Prove the maximum of the function $\det x$ restrained to the sphere $\sum x_{ij}^2=n$ is $1$ Let $M(n\times n)=\mathbb{R}^{n^2}$. Prove the maximum of $f:\mathbb{R}^{n^2}\to\mathbb{R}$, given by $f(x)=\det x$, restrained by the sphere $\sum_{i,j} x_{ij}^2=n$, is reached in an orthogonal matrix, so its value is $1$.
Attempt: define $\varphi=\sum_{i,j} x_{ij}^2=n$, so $\nabla\varphi(x)=2[x_{ij}]$
$\nabla f(x)=(-1)^{i+j}X_{ij}$, with $X_{ij}$ the $ij$-minor of $x$.
Using the Lagrange Multipliers, with $M=\varphi^{-1}(n)$, the maximum of $f|_M$ is given when $(-1)^{i+j}X_{ij}=2\lambda x_{ij}\Rightarrow(-1)^{i+j}X_{ij}x_{ij}=2\lambda x_{ij}^2$. 
I sum in $i$ and $j$ to get: $n\det x=2\lambda\sum_{i,j} x_{ij}^2=2\lambda n\Rightarrow\det x = 2\lambda$. 
I couldn't go further, specially proving that the matrix is orthogonal.
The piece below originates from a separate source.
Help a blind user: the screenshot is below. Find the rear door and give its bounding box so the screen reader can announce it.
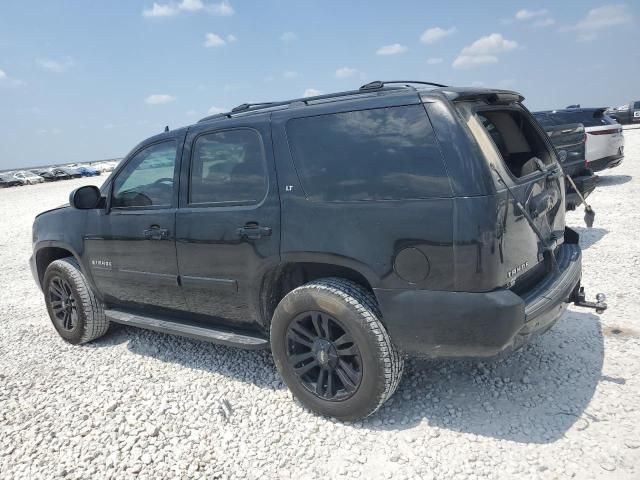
[175,116,280,328]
Any help?
 A: The sum $\sum x_{ij}^2 = \operatorname{tr} x^t x$, so the eigenvalues $\lambda_1, \dots, \lambda_n$ of the diagonalizable matrix $x^t x$ satisfy $\lambda_1 + \cdots + \lambda_n = n$. Furthermore, each $\lambda_i \geq 0$, since any eigenvector $v_i$ belonging to $\lambda_i$ has 
$$\lambda \langle{v_i, v_i}\rangle 
  = \langle{x^t x v_i, v_i}\rangle 
  = \langle{x v_i, x v_i}\rangle
  \geq 0.$$
Now show that $(\det x)^2 = \det x^t x = \lambda_1 \cdots \lambda_n$ is maximized, subject to the constraints above on the $\lambda_i$, when all $\lambda_i = 1$.
A: Note that Hadamard's inequality gives
$|\det A| \le \|A e_1 \| \cdots \|A e_n\|$.
A nice proof based on the Gram Schmidt process (for $\mathbb{R}$) is given here https://www.ma.utexas.edu/users/voloch/Homework/hadamard.pdf. (The same approach works with $\mathbb{C}$.)
The result shows that equality is achieved iff the $A e_k$ are
orthogonal.
Now note that
$\max \{ u_1 \cdots u_n | \sum_k u_k = 1, u_k \ge 0 \}$ has maximum
 value $ {1 \over n^n}$
which is attained iff $u_k = {1 \over n}$ for all $k$.
Then we see that
\begin{eqnarray}
\max \{ \|A e_1 \|^2 \cdots \|A e_n\|^2 | \sum_k \|A e_k\|^2 = n \} &\le& \max \{ u_1 \cdots u_n | \sum_k u_k = n, u_k \ge 0 \} \\
&=& n^n \max \{ u_1 \cdots u_n | \sum_k u_k = 1, u_k \ge 0 \} \\
&=& 1
\end{eqnarray}
Hence we have $|\det A | \le 1$ whenever $\|A\|_F = n$.
Furthermore, we have equality iff $\|A e_k\| = 1$ and the
$A e_k$ are orthogonal and
$A$ represents a proper rotation (so $\det A = 1$ rather than $-1$).
No Lagrange multipliers were intentionally hurt in the making of this answer.